Vejamos, pois, se o Tribunal “ a quo” errou na apreciação e interpretação do direito.
Resulta do probatório que o recorrente foi candidato aprovado no 6º concurso interno geral, para provimento de 30 vagas na categoria de 3º oficial do quadro de pessoal do CRSSLVT, nomeado provisoriamente, a coberto da deliberação de 23.09.97, do CDSSLVT, por o período de um ano e por urgente conveniência de serviço.
Sucede, porém, que o Tribunal de Contas recusou o visto de tal nomeação, com o fundamento de que o regime excepcional de ingresso na função pública para os trabalhadores ao serviço de uma instituição de previdência de inscrição obrigatória, previsto no DL n.º 239/85, de 08.07, só se aplica aos trabalhadores, que à data da entrada em vigor desse diploma, já exerciam funções naquelas instituições de previdência, e não aqueles trabalhadores que posteriormente viessem a ser admitidos nessas instituições, como foi o caso do Autor/Recorrente, que só exerce funções de auxiliar administrativo na Caixa de Abono de Família dos Empregados Bancários, desde 24.09.1994, ( cfr ponto 5 da matéria provada)
Irresignado com tal decisão, o CDCRSSLVT recorre da recusa do visto, vindo aquele Tribunal, em Plenário da 1ª Secção a negar provimento ao recurso (Ac. n.º 42/98, de 12.05), inconformada, a ora recorrida interpõe recurso extraordinário daquele aresto, o qual vem a liminarmente rejeitado, por despacho de 16.09.98.
Do que fica dito decorre que o núcleo do litígio não se situa rigorosamente entre as partes ou na posição assumida por elas, pois, a entidade recorrida, como se viu, até recorreu da recusa do visto, e está por força dos artigos 33º e 34º n.º1 al. a) e n,º 3, ambos do DL 427/89 de 7.12 (diploma que define o regime de constituição, modificação e extinção da relação jurídica de emprego púbico na Administração Pública) impedida de nomear o aqui recorrente.

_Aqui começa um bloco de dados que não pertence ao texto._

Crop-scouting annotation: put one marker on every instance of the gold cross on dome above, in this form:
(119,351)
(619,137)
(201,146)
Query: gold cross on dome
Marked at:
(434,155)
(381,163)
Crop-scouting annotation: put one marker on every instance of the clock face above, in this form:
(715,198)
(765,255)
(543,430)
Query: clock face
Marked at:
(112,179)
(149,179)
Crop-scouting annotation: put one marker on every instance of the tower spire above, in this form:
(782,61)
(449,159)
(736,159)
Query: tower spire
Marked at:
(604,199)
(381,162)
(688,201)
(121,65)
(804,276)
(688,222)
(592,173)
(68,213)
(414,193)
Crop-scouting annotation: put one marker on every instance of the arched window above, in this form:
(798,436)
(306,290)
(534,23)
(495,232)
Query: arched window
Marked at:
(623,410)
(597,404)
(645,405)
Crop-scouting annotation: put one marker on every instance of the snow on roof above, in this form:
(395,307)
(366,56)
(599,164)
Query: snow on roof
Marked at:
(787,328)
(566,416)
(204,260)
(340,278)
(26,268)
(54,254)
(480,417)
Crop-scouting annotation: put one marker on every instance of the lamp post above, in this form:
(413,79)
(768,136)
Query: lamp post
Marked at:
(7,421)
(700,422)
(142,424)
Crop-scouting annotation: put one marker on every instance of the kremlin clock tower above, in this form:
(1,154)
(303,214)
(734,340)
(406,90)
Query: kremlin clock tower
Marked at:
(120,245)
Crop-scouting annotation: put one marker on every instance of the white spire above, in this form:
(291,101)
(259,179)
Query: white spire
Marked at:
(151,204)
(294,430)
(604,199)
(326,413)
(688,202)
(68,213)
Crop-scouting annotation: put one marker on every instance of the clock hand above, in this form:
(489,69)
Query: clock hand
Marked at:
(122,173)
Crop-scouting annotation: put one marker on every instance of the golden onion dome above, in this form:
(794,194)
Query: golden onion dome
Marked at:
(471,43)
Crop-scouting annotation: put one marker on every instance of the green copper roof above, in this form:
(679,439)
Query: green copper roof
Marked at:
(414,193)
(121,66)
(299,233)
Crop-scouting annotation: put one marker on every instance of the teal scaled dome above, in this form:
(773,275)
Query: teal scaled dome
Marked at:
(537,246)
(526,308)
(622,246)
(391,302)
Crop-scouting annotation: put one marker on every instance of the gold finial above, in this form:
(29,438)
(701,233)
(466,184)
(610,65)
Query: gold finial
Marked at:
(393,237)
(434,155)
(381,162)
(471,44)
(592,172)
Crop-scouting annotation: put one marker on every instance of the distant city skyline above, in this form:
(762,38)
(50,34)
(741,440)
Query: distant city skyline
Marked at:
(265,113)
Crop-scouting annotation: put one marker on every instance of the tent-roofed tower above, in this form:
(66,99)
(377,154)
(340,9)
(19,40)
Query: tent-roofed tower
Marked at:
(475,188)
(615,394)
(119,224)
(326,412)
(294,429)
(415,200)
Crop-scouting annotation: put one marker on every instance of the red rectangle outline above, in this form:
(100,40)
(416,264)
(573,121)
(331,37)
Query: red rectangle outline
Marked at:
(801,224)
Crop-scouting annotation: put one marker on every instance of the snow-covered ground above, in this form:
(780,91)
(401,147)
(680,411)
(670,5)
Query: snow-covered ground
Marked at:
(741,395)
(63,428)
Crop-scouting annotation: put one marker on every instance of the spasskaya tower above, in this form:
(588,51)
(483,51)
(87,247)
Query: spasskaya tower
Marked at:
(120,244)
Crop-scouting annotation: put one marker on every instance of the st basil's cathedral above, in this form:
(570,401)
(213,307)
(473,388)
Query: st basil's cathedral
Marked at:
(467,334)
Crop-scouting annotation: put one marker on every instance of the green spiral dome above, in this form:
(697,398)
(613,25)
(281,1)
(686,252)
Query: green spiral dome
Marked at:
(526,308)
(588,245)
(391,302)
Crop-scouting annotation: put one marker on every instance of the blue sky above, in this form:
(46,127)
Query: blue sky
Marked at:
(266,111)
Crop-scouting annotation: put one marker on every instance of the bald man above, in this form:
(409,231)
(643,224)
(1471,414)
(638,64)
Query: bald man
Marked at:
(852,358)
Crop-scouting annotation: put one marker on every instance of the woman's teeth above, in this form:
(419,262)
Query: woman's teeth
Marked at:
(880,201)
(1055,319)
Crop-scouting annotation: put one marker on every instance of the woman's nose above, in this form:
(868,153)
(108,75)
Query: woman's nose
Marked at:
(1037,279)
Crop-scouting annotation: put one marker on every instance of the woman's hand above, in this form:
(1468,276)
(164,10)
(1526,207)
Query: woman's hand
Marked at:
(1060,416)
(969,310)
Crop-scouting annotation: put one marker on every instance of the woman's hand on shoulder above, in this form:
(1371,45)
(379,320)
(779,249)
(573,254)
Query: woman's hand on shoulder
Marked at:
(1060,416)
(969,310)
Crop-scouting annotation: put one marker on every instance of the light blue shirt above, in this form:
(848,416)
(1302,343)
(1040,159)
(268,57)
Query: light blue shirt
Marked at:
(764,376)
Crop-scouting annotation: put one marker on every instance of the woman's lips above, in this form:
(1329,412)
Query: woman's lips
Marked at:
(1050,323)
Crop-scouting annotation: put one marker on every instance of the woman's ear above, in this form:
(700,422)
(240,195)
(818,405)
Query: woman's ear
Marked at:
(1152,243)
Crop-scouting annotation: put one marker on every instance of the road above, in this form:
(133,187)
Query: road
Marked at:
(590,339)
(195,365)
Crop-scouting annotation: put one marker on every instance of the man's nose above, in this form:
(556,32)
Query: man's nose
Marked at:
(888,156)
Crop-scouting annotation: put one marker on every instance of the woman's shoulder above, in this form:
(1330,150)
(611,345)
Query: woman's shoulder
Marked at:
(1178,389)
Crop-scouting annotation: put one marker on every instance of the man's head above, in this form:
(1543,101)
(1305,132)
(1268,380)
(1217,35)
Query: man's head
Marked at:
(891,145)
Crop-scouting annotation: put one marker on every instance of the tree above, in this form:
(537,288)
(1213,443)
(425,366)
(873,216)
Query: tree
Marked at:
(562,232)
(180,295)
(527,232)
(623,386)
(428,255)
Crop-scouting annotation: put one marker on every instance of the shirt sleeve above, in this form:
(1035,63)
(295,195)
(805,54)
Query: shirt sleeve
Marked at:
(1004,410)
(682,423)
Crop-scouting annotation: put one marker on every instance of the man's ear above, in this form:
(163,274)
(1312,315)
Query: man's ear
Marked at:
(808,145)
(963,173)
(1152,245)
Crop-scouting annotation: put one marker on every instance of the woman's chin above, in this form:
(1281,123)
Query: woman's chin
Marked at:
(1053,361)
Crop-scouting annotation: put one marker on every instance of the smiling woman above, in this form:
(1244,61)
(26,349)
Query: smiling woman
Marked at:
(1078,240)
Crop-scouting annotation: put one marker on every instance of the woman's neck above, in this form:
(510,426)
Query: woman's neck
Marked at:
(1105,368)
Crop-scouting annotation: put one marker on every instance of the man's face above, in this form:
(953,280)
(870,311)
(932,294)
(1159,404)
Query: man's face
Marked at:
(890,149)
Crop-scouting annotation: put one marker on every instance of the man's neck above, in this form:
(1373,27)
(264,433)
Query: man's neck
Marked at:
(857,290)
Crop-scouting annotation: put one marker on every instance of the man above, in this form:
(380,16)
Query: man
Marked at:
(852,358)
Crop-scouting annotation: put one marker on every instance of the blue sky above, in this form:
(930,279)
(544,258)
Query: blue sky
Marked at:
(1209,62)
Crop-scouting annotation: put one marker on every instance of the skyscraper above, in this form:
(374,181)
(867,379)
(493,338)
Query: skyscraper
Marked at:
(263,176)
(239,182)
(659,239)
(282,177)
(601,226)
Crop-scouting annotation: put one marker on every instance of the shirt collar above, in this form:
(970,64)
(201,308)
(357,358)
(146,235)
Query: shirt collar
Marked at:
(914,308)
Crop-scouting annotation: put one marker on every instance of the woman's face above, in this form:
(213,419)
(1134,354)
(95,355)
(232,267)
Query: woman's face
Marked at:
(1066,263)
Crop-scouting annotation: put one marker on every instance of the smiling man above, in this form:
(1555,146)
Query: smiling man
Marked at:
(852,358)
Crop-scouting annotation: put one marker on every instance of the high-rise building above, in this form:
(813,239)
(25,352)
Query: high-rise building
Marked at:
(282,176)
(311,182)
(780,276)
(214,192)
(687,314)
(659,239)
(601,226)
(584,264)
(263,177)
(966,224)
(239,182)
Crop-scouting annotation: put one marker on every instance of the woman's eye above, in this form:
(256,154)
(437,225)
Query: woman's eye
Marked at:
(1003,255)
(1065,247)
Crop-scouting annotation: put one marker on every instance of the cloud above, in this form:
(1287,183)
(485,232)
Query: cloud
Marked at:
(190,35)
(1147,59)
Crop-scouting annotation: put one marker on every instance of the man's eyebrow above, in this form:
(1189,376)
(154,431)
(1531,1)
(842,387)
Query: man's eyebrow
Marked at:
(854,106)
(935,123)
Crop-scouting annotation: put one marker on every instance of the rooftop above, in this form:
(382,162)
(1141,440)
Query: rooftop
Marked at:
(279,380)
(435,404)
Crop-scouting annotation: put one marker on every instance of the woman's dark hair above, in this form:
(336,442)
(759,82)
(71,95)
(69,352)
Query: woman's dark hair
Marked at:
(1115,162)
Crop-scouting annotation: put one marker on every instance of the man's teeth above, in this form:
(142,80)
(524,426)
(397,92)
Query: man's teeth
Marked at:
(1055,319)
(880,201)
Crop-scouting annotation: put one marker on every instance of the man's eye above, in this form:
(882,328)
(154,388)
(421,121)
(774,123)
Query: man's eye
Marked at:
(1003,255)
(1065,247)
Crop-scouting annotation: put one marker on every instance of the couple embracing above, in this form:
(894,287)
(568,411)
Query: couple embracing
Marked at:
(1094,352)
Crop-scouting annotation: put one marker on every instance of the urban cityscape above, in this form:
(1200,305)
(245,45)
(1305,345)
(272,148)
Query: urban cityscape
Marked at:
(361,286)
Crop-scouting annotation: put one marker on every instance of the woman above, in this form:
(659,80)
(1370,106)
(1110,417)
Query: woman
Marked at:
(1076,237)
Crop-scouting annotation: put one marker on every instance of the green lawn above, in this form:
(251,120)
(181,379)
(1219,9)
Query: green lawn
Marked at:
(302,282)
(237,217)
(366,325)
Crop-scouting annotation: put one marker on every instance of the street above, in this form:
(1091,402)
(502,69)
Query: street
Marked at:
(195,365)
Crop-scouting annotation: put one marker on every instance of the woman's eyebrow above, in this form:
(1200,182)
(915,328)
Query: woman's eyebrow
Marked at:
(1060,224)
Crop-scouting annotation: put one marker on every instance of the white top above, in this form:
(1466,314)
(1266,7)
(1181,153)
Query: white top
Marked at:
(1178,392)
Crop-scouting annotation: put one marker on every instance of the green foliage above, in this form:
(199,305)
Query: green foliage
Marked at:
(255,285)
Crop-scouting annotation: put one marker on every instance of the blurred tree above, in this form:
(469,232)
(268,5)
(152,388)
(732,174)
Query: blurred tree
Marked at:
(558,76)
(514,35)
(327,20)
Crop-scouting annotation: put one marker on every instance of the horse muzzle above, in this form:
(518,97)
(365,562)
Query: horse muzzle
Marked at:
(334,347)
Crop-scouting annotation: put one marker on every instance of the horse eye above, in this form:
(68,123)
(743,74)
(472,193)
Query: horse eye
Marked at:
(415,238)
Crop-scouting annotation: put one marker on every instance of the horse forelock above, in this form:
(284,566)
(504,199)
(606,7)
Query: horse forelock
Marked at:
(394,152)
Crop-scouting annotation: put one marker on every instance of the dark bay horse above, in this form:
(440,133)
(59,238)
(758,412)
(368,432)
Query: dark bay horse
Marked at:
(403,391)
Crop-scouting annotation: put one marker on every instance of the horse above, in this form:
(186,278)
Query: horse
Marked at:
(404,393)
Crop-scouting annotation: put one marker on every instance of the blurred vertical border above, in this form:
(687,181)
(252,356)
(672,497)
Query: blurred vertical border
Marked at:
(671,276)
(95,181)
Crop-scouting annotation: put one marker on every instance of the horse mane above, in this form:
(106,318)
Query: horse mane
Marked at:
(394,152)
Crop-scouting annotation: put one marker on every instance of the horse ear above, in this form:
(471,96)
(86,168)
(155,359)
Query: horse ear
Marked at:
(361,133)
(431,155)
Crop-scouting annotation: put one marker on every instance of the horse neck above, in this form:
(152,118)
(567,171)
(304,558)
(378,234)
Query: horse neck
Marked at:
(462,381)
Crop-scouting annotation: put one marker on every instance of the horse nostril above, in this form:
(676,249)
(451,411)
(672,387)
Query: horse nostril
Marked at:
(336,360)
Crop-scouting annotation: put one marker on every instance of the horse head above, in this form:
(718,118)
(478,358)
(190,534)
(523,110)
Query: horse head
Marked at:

Na verdade, o pomo da discordância desloca-se para o juízo sufragado na sentença sob censura, ao ter considerado que a recusa do visto pelo Tribunal de Contas constitui um obstáculo intransponível ao reconhecimento do direito que o Autor pretende fazer valer, o que constitui , nas palavras do recorrente à postergação e violação dos “… princípios absolutamente essenciais ao Estado de direito democrático…”, nomeadamente, o acesso à justiça e o direito à tutela jurisdicional efectiva.
De facto, a decisão recorrida, louvando-se nos Acs. do STA de 18.06.2003, rec. n.º 041969 e deste TCAS (Ac. de 01.06.2006, rec. 12613/03., in Antologia de Acórdãos do STA e TCA . Ano IX, n.3, p.252 a 255), julgou a acção improcedente por considerar-se que o pedido do Autor carece de fundamento. Afirmou-se (transcrevendo os citados areste os) que : “… o Tribunal de Contas enquanto “órgão supremo de fiscalização da legalidade das despesas públicas”, ao conceder ou recusar o visto, fá-lo ao abrigo de uma competência jurisdicional própria, sendo as suas decisões, nomeadamente no tocante à fiscalização da “legalidade e regularidade das receitas e das despesas públicas” obrigatórias para todas as entidades públicas e privadas, prevalecendo sobre as de quaisquer outras entidades (cfr. nomeadamente artºs 208º e 216º da CRP (terceira revisão constitucional – Lei constitucional nº 1/92, de 21.11.92, bem como os artºs 5º da Lei 86/89, de 8 de Setembro, e artº 1º da Lei 98/97, de 26 de Agosto).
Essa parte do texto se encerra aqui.